The Promise and the Problem
ChatGPT's breakthrough wasn't just better answers—it was alignment. The system learned to produce responses humans prefer, not just responses that predict the next token accurately. For many BYU-Idaho faculty and staff exploring AI integration, this marked the moment when large language models (LLMs) finally became practical tools rather than interesting curiosities.
| Note: We discuss the basics of alignment in the companion article What is Model Alignment? |
That leap came from three advances working together:
- Stronger base models trained at scale on massive text corpora
- Instruction-tuning that taught models to follow directions
- Alignment methods like Reinforcement Learning from Human Feedback (RLHF), which push models toward responses people prefer
Here's the subtle risk: RLHF optimizes for "what humans like," not directly for "what is true." In everyday tasks, those goals overlap. In high-stakes or specialized tasks—policy interpretation, compliance requirements, factual claims—they can diverge.
RLHF in One Page
A base language model learns to predict the next token. That produces fluent text, but not necessarily safe, cooperative, or instruction-following behavior.

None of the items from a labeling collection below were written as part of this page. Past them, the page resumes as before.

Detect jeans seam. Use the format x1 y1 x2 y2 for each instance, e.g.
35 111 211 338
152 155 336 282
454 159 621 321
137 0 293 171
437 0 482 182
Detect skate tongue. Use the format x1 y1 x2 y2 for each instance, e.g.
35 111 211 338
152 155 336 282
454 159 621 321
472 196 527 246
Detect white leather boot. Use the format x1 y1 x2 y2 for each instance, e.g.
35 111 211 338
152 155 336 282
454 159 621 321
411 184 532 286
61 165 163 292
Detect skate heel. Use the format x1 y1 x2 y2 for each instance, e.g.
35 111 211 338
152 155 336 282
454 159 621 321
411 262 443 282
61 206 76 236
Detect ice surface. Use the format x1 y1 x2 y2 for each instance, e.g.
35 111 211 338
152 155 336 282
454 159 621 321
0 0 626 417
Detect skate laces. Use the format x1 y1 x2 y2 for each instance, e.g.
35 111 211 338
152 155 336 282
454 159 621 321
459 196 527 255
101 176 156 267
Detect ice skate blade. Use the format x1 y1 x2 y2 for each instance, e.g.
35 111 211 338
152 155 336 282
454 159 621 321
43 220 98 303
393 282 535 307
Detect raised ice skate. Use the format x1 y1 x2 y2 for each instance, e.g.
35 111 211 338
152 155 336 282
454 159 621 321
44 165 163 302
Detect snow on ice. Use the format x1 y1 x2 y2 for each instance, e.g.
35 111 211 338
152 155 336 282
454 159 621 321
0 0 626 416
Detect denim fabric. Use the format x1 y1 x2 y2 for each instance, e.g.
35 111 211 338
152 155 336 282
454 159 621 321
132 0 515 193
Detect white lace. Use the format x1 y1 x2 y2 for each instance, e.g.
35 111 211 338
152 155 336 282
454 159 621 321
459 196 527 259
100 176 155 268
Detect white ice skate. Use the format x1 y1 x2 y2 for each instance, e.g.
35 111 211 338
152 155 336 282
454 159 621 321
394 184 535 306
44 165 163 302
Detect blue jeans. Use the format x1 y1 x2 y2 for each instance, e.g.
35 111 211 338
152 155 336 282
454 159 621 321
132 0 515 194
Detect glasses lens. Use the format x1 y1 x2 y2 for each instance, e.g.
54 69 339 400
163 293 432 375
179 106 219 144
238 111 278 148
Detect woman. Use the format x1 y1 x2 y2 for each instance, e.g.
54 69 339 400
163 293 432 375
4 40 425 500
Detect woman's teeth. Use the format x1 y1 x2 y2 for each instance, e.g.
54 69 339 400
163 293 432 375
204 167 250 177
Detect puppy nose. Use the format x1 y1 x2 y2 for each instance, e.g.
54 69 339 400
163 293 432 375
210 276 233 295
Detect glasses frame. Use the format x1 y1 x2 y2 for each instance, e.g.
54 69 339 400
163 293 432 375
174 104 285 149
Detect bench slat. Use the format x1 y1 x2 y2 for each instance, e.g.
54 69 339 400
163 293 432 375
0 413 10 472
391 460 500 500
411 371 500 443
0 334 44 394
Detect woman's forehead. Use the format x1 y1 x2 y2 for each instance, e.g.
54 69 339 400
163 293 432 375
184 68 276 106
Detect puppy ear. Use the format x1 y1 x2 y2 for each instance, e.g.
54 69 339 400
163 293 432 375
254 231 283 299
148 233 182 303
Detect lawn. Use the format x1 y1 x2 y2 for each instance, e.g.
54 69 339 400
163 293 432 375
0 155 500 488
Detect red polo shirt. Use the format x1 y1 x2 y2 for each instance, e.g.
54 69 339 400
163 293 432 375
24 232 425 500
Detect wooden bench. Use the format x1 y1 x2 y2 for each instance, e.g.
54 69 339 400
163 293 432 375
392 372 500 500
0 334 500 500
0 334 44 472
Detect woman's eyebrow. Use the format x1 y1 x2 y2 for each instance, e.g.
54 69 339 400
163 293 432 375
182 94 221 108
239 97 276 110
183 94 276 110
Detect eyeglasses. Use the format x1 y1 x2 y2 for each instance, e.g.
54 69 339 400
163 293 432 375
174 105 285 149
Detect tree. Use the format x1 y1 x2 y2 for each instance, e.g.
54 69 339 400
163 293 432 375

RLHF typically adds three steps:
- Supervised fine-tuning (SFT) on high-quality demonstrations
- Preference data where humans rank outputs, producing a learned "reward model"
- Reinforcement learning to optimize the model's outputs to score higher under that reward model
In the InstructGPT work, OpenAI showed that RLHF-style training made outputs much more preferred by human evaluators, even when the aligned model was far smaller than the base model it was compared against.
The Real Tradeoff
Alignment improves usefulness, but it can also create pressure toward responses that sound helpful even when the model is uncertain.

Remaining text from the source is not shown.